The dynamics of S&H are, in many respects, different from water supply, and S&H policies and programmes face particular challenges of design and implementation. For example, a central feature of improvement of S&H is changes in behaviour, which compares with the focus of water supply projects on use by communities.

Research Areas

Research areas of interest include:
  • Socio-cultural aspects: behaviour change - local perceptions and benefits
  • Technical aspects: design, management; sustaining S&H technologies
  • Policy and institutional drivers, including how political will may be successfully mobilised
  • Financing systems
  • Gender aspects
  • Environmental aspects: hydro-geology and links with water resource management

Activities

Case Studies

A case study was carried out in Southern Nations, Nationalities and People’s Region (SNNPR), focusing on the approach adopted by the SNNPR Bureau of Health to meet the challenge of the Universal Access Plan.

The Regional Bureau of Health (BoH) in SNNPR region has been piloting different approaches since 2003. Methodologies promoted include community dialogue systems, training of voluntary community health promoters, and participatory hygiene promotion approaches, and coverage in the region has increased dramatically. This study aimed to assess technical and socio-cultural factors affecting the success of the approach, and how political momentum was created, messages communicated and policy objectives institutionalised.
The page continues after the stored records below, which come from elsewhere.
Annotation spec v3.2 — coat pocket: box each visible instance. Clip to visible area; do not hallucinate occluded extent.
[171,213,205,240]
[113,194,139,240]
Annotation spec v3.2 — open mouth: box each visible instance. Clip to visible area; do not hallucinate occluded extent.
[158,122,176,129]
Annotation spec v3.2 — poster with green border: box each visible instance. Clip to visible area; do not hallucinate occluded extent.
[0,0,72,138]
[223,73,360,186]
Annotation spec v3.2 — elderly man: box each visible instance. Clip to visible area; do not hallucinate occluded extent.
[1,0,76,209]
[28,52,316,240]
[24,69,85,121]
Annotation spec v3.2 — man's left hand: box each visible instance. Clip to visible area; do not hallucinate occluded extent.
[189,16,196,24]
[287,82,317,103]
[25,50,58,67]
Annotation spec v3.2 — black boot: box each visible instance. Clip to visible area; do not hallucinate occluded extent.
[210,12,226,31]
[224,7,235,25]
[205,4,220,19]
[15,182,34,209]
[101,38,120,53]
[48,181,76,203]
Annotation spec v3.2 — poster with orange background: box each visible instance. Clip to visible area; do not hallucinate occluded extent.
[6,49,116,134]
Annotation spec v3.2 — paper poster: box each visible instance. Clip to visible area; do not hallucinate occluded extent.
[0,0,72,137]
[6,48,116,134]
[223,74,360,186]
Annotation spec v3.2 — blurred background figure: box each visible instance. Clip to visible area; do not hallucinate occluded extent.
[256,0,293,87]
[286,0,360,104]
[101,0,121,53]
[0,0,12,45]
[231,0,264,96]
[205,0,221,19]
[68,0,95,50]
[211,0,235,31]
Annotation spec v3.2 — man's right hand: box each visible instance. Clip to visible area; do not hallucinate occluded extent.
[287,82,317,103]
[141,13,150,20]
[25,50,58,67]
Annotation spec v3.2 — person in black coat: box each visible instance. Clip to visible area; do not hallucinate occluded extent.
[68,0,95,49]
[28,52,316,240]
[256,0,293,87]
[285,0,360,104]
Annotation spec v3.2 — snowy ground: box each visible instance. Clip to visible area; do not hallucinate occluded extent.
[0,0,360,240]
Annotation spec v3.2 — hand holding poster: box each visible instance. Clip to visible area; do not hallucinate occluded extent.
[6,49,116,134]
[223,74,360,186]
The study identified a number of key factors for success, including high-level political leadership from the minister and the cabinet, a willingness to improvise and try a variety of approaches, the use of local (cheap) materials for latrine construction, skill in managing donor inputs, and the decision to make S&H part of a broader community health package accompanied by training of a team of health extension workers.

Long-Term Action Research Studies (LARS)

The S&H component will play a central role in the planned LARS focusing on achievement of the Universal Access Plan. The S&H aspects of the study will build directly on the findings of the case study already undertaken.